Another study showed that nerves incised with a Planatome blade showed a 25% recovery at five weeks, while a nerve cut with a standard scalpel showed only a 9% recovery.

Besides causing less trauma and pain and promoting faster healing for patients, near-atomically perfect cutting-edge tools benefit surgeons as well. “We think that the ragged blade that they're using today accumulates tissues and debris, so it stops cutting,” he said.

Spiro cited the case of one surgeon performing a multi-hour procedure that normally would go through a couple of dozen blades. “He only used one [Planatome blade] the entire time,” Spiro said, noting that the surgeon was able to shave a half-hour's time from the surgery.

“It's just a perfect little edge and it just doesn't drag or rip.

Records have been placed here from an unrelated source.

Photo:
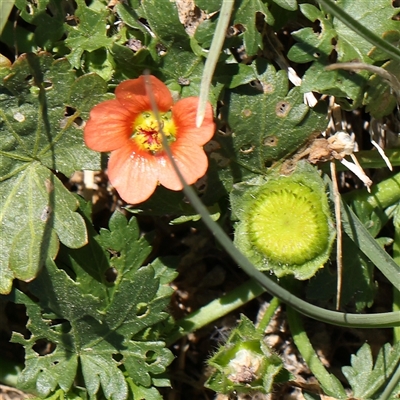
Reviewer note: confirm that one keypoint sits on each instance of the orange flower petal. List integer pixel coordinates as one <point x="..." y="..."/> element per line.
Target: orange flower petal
<point x="184" y="115"/>
<point x="133" y="174"/>
<point x="191" y="161"/>
<point x="109" y="126"/>
<point x="133" y="95"/>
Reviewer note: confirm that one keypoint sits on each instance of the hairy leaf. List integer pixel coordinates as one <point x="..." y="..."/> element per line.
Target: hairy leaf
<point x="40" y="132"/>
<point x="365" y="378"/>
<point x="99" y="332"/>
<point x="267" y="123"/>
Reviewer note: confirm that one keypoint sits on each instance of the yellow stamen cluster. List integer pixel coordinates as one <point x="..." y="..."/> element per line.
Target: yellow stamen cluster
<point x="146" y="132"/>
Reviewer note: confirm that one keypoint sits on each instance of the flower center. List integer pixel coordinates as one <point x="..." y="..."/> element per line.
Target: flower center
<point x="146" y="132"/>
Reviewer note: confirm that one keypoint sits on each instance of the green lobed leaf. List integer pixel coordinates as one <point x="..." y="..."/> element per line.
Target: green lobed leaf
<point x="334" y="36"/>
<point x="89" y="34"/>
<point x="245" y="14"/>
<point x="38" y="135"/>
<point x="162" y="16"/>
<point x="367" y="378"/>
<point x="267" y="124"/>
<point x="48" y="17"/>
<point x="94" y="331"/>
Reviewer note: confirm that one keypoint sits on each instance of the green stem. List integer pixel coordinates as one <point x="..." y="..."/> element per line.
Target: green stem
<point x="360" y="29"/>
<point x="394" y="381"/>
<point x="396" y="293"/>
<point x="383" y="194"/>
<point x="367" y="159"/>
<point x="333" y="317"/>
<point x="329" y="383"/>
<point x="212" y="59"/>
<point x="269" y="313"/>
<point x="216" y="309"/>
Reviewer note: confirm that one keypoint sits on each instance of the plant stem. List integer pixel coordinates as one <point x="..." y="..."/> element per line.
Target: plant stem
<point x="216" y="309"/>
<point x="396" y="293"/>
<point x="329" y="383"/>
<point x="269" y="313"/>
<point x="382" y="195"/>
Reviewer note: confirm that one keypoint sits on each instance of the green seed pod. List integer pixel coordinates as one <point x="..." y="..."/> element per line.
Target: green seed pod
<point x="285" y="223"/>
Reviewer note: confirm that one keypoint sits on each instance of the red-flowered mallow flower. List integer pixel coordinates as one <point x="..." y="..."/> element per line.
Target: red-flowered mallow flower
<point x="128" y="128"/>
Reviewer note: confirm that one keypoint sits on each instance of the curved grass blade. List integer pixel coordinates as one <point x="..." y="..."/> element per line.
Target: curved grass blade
<point x="212" y="59"/>
<point x="377" y="320"/>
<point x="5" y="10"/>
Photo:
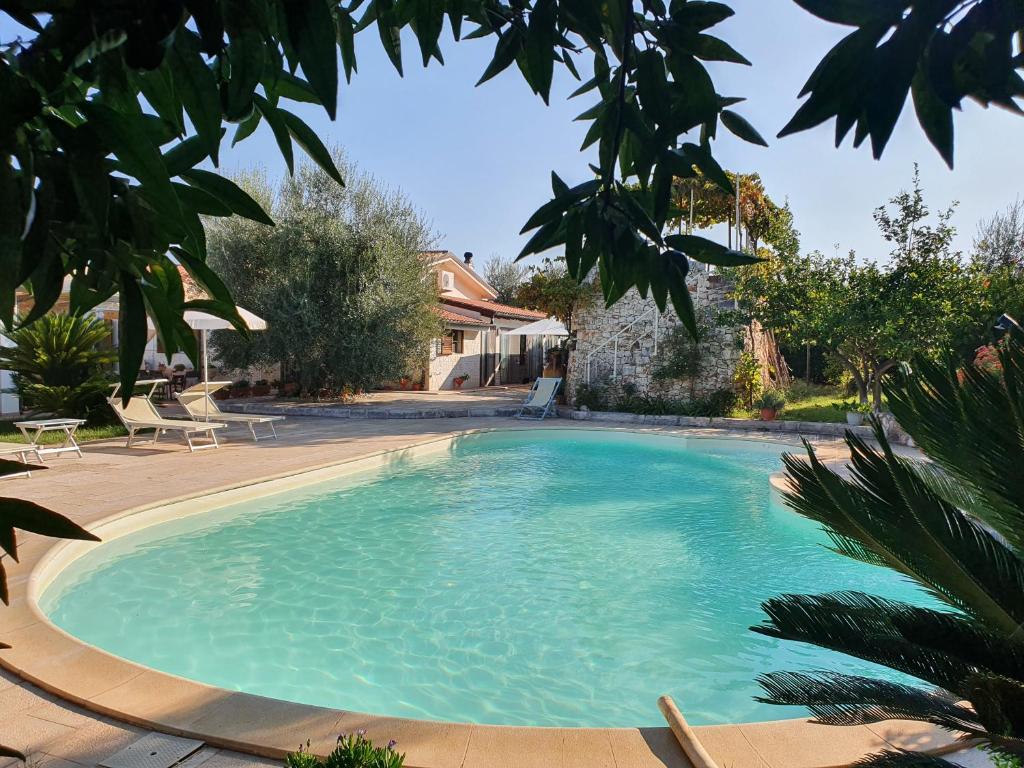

There will be less bleeding,” Spiro continued. “That's something we've seen in a number of cases. That can mean less cautery and when a surgeon needs to cauterize, that means taking on another tool, stopping, pausing, restarting--all that takes time.”

 

 

Image courtesy of Entrepix MedicalStandard Scalpel #10-Side View-1000x-v2.png

Above: Side view of a standard scalpel.

Image courtesy of Entrepix MedicalPlanatome #10-Side View-1000x-v2.png

Above: Side view of a scalpel after the Planatome process.

 

Spiro concluded by saying that Entrepix Medical has always focused on improved patient results, but they have also gotten great feedback from surgeons about the durability and the utility of the blades. “It definitely is something that surgeons are realizing to be unique that will focus on [patient] outcomes.”

Entrepix Medical buys bulk scalpels from leading vendors and applies its Planatome technology to them. The scalpels are then sterilized and packaged and sold under the Planatome name, in blade sizes of #10, #11, #15, and #15c. The company is initially launching into the plastic surgery and dermatology markets.